Well-being measure

Taking stock of NPC’s Well-being Measure

By Tris Lumley 28 October 2016

When I started at NPC I remember being told that our focus on measuring social impact was unrealistic and misguided. ‘There are some things you can’t measure—like happiness for instance’, people would say.

It turns out there are lots of ways of measuring pretty much anything and in ways that are robust and also practical. And since the goal of many charities is to improve well-being of the people they support, helping them quantify ‘soft outcomes’ like self-esteem or resilience can be of enormous value. So it was that on 2008 we began exploring what makes up subjective well-being, drawing on the work of economists, psychiatrists, academics, frontline charity workers and many others.
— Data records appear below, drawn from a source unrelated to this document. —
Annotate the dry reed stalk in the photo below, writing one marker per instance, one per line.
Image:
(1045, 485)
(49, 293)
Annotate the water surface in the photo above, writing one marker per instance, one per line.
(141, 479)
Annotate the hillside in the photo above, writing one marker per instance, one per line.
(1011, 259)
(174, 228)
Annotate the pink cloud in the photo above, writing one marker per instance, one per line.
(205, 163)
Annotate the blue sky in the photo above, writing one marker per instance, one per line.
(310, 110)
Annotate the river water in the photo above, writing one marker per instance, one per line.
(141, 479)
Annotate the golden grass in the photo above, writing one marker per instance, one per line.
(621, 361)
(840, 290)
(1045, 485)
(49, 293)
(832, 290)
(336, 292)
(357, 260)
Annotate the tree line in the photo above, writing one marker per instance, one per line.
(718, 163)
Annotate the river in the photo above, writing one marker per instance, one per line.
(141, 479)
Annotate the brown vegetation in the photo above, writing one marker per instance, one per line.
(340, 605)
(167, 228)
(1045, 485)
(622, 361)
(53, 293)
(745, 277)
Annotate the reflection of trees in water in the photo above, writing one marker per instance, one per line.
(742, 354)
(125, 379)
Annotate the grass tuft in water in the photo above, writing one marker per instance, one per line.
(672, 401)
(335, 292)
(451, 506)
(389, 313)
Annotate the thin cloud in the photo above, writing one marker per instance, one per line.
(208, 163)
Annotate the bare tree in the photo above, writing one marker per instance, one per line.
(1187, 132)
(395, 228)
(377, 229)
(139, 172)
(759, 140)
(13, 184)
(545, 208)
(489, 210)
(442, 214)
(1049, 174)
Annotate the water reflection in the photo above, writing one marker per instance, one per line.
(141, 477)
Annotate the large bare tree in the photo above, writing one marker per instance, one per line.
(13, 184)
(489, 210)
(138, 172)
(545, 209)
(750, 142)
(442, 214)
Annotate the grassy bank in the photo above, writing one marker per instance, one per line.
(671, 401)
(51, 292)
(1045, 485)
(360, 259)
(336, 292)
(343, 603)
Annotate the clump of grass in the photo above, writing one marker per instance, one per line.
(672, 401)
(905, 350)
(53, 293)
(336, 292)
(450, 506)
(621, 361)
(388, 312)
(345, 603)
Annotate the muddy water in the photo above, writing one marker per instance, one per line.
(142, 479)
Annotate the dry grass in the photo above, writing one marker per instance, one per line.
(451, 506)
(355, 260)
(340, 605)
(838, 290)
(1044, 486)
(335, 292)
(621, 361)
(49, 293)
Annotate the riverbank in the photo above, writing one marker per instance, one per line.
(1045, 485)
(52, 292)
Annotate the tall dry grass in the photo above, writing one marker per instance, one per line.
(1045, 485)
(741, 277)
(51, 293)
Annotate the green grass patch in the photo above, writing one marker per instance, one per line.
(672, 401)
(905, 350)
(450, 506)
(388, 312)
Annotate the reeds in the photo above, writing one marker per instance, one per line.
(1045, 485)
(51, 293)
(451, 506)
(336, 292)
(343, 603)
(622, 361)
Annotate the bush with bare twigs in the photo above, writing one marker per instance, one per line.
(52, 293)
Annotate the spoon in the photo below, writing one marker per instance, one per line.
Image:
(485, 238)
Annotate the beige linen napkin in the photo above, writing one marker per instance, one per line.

We chose to focus specifically on children and young people between the ages of 11 to 16 and shared the questionnaire that we developed in our Feelings count report. To make it more useful, we decided to put the survey online, and in 2011 NPC’s Well-being Measure was born.

Since then, more than 8,000 surveys have been completed, helping organisations like Outward Bound Trust and many others to understand their impact better. We adapted this tool for other groups, for example children with Special Educational Needs. And we shared insights from the data collected (in Measure what your treasure and That awkward age).

Closing the online platform

However, the technological platform has proved expensive to maintain and develop—and, in the end, unsustainable for a non-profit think tank and consultancy like NPC to oversee. After much consideration, we are now taking stock of the online platform and are actively seeking partners who might take it on and evolve it further.

In the next six months (up until Spring 2017) we will be talking to potential partners who may interested in making the most of the thinking and development that has gone into our Well-being Measure. These could be people or organisations from the social tech world, academics, funders, large children’s charities or even those who would be interested in adapting the measure for their audiences such as older people. The measurement tool itself will still be available in paper form, and anyone’s free to use it within their work, use existing survey tools to deploy it online, and build on it.

We have learnt much about measuring well-being of young people. We have also learnt some lessons about building tech products, but that’s the subject of another blog I’ve written.

We are grateful to our funders: Paul Hamlyn Foundation, Private Equity Foundation (now Impetus-PEF), and the Esmée Fairbairn Foundation who helped us to develop the online version of the Well-being Measure. Thank you too, to all the great customers who bought into what we were trying to do and helped spread the word, and I hope all got significant value from it. We’ll keep you posted on what comes next.